Last week I released an update for one of my older modules, Test::DatabaseRow. In the course of this update I completely rewrote the guts of the module, turning the bloated procedural module into a set of clearly defined Moose-like Perl classes.
Why update now?
Test::DatabaseRow had been failing it’s tests since Perl 5.13.3 (it was another victim of the changing stringification of regular expressions breaking tests.) We’re currently planning to upgrade our systems at work from 5.12 to 5.14 in the new year, and (embarrassing) one of the key modules that breaks our 5.14 smoke is Test::DatabaseRow. Oooops.
Since I had my editor open, I decided it might be a good idea to switch to a more modern build system. And, since I was doing that, I thought it might be a good idea to fix one of my long standing todos (testing all rows returned from the database not just the first.)
In other words, once I’d started, I found it hard to stop, and before I knew it I had a reasonably big task on my hands.
The decision to refactor
When I first wrote Test::DatabaseRow back in 2003, like most testing modules of the time, it sported a simple Exporter based interface. The (mostly correct) wisdom was that simple procedural interfaces make it quicker to write tests. I still think that’s true, but:
Procedual programming ends up either with very long functions or excessive argument passing. The single function interface made the internals of Test::DatbaseRow quite difficult – to avoid having one giant function call I ended up passing all the arguments a multitude of helper functions and then passing the multiple return values of one function onto the next.
Many of the calls you write want to share the same defaults For example, the database handle to use, if we should be verbose in our output, should we do utf–8 conversion?… These are handled reasonably well with package level variables as defaults for arguments not passed to the function (which isn’t such a big deal in a short test script) but the code to support those within the testing class itself isn’t particularly clean having to cope with defaults evaluation in multiple places.
Only being able to return once from the function is a problem. Sometimes you might want to get extra data back after the test has completed. For example, when I wanted to allow you to optionally return the data extracted from the database I had to do it by allowing you to pass in the args to
row_okreferences to variables to be populated as it executes. Again, while this isn’t the end of the world from an external interface point of view, the effect it has on the internals (passing data up and down the stack) is horrible.
For the sake of the internals I wanted things to change. However: I didn’t want to break the API. I decided to split the module into two halves. An simple external facing module that would provide the procedural interface, and an internal object orientated module that would allow me to produce a cleaner implementation.
No Moose, but something similar
As I came to create Test::DatabaseRow::Object I found myself really wanting to write this new class with Moose.
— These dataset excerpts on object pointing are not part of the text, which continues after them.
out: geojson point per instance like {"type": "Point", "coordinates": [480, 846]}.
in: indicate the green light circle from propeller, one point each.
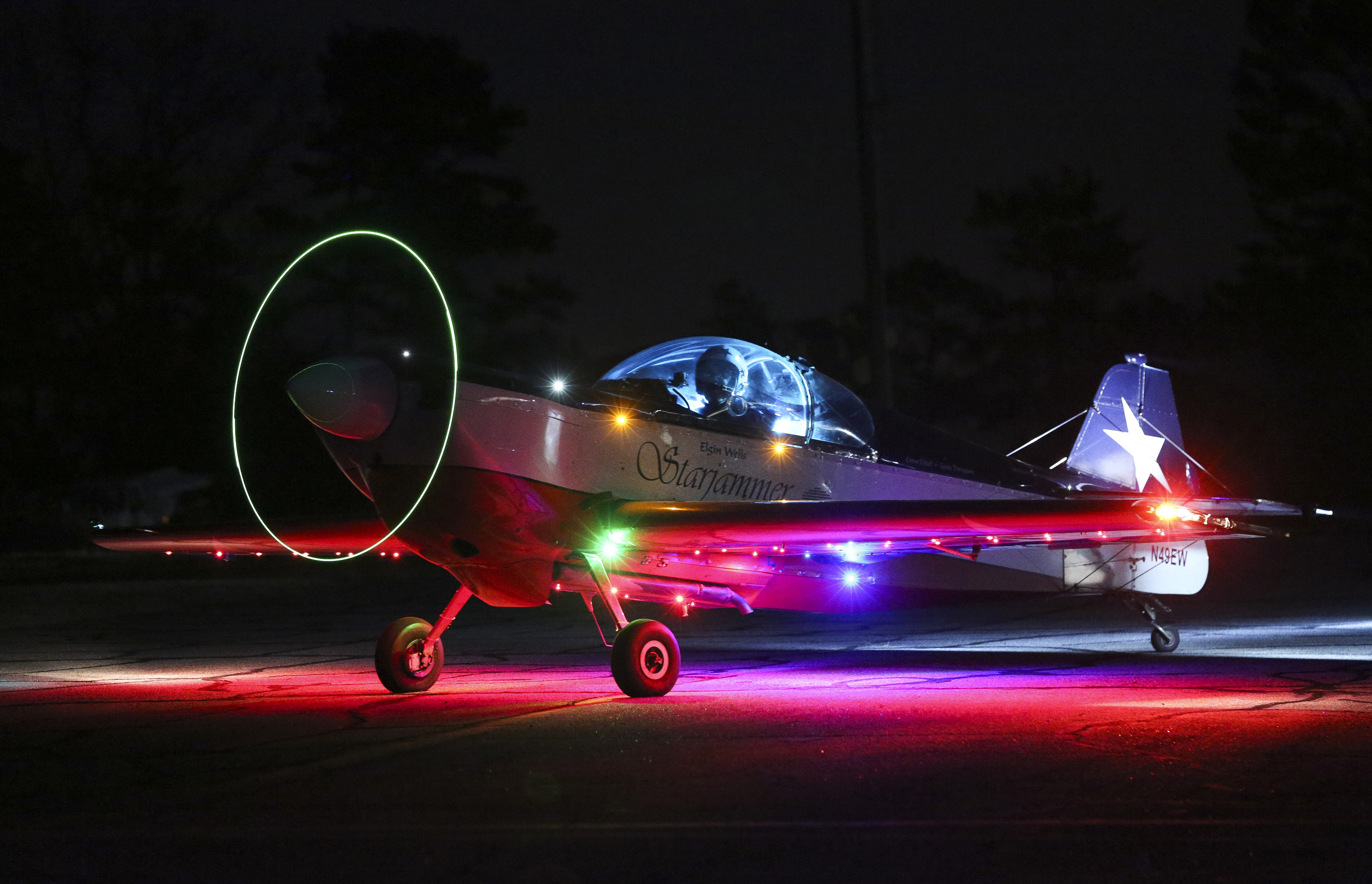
{"type": "Point", "coordinates": [452, 409]}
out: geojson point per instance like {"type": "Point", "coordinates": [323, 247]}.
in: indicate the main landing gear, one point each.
{"type": "Point", "coordinates": [645, 658]}
{"type": "Point", "coordinates": [409, 654]}
{"type": "Point", "coordinates": [1165, 638]}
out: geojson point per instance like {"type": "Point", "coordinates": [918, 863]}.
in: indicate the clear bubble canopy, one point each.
{"type": "Point", "coordinates": [741, 386]}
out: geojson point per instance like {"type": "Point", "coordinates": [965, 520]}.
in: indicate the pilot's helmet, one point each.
{"type": "Point", "coordinates": [719, 375]}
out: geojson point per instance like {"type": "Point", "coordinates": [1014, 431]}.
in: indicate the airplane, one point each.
{"type": "Point", "coordinates": [714, 473]}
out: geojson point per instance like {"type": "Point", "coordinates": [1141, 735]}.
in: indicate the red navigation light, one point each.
{"type": "Point", "coordinates": [1172, 511]}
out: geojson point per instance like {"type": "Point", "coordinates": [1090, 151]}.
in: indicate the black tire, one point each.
{"type": "Point", "coordinates": [1165, 639]}
{"type": "Point", "coordinates": [394, 651]}
{"type": "Point", "coordinates": [645, 658]}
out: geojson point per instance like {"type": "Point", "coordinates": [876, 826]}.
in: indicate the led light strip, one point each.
{"type": "Point", "coordinates": [238, 375]}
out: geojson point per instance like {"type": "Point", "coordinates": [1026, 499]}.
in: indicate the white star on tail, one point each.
{"type": "Point", "coordinates": [1142, 447]}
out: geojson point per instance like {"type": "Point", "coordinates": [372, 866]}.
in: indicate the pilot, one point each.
{"type": "Point", "coordinates": [722, 379]}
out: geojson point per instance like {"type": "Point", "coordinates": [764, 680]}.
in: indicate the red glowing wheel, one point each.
{"type": "Point", "coordinates": [1165, 639]}
{"type": "Point", "coordinates": [645, 658]}
{"type": "Point", "coordinates": [400, 660]}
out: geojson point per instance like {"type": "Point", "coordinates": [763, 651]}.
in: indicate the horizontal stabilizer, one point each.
{"type": "Point", "coordinates": [316, 539]}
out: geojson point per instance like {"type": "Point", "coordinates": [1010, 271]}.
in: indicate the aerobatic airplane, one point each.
{"type": "Point", "coordinates": [710, 472]}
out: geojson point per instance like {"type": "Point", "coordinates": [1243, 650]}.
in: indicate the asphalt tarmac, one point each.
{"type": "Point", "coordinates": [224, 724]}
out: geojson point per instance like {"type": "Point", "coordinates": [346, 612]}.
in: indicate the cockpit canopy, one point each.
{"type": "Point", "coordinates": [741, 386]}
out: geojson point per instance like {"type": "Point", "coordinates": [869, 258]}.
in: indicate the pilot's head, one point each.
{"type": "Point", "coordinates": [719, 375]}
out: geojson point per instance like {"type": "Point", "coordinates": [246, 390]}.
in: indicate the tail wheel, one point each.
{"type": "Point", "coordinates": [1165, 639]}
{"type": "Point", "coordinates": [645, 658]}
{"type": "Point", "coordinates": [400, 661]}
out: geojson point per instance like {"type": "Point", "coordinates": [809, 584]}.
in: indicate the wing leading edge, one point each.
{"type": "Point", "coordinates": [881, 525]}
{"type": "Point", "coordinates": [319, 539]}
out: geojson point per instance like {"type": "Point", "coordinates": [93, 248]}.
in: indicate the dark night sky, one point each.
{"type": "Point", "coordinates": [675, 144]}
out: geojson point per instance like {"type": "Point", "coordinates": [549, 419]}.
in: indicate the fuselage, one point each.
{"type": "Point", "coordinates": [512, 501]}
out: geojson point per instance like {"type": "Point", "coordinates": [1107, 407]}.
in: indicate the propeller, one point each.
{"type": "Point", "coordinates": [386, 364]}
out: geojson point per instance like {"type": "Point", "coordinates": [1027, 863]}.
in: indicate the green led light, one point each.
{"type": "Point", "coordinates": [238, 375]}
{"type": "Point", "coordinates": [614, 540]}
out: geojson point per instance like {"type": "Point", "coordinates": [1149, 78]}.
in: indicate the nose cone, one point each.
{"type": "Point", "coordinates": [352, 397]}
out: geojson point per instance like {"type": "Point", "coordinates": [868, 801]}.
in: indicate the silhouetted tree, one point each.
{"type": "Point", "coordinates": [946, 328]}
{"type": "Point", "coordinates": [1054, 325]}
{"type": "Point", "coordinates": [143, 140]}
{"type": "Point", "coordinates": [407, 147]}
{"type": "Point", "coordinates": [1301, 314]}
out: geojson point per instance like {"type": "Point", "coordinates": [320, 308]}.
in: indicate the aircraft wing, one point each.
{"type": "Point", "coordinates": [895, 525]}
{"type": "Point", "coordinates": [315, 538]}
Now, Moose is a very heavyweight dependency; You don’t want to have to introduce a dependency on hundreds of modules just because you want to use a simple module to test your code. In fact, Test::DatabaseRow has no non-core dependencies apart from DBI itself, and I wanted to keep it this way with the refactoring. So, no Moose. No Mouse. No Moo. Just me and an editor.
In the end I compromised by deciding to code the module in a Moose “pull accessor” style even if I didn’t have Moose itself to provide the syntax to do this succinctly.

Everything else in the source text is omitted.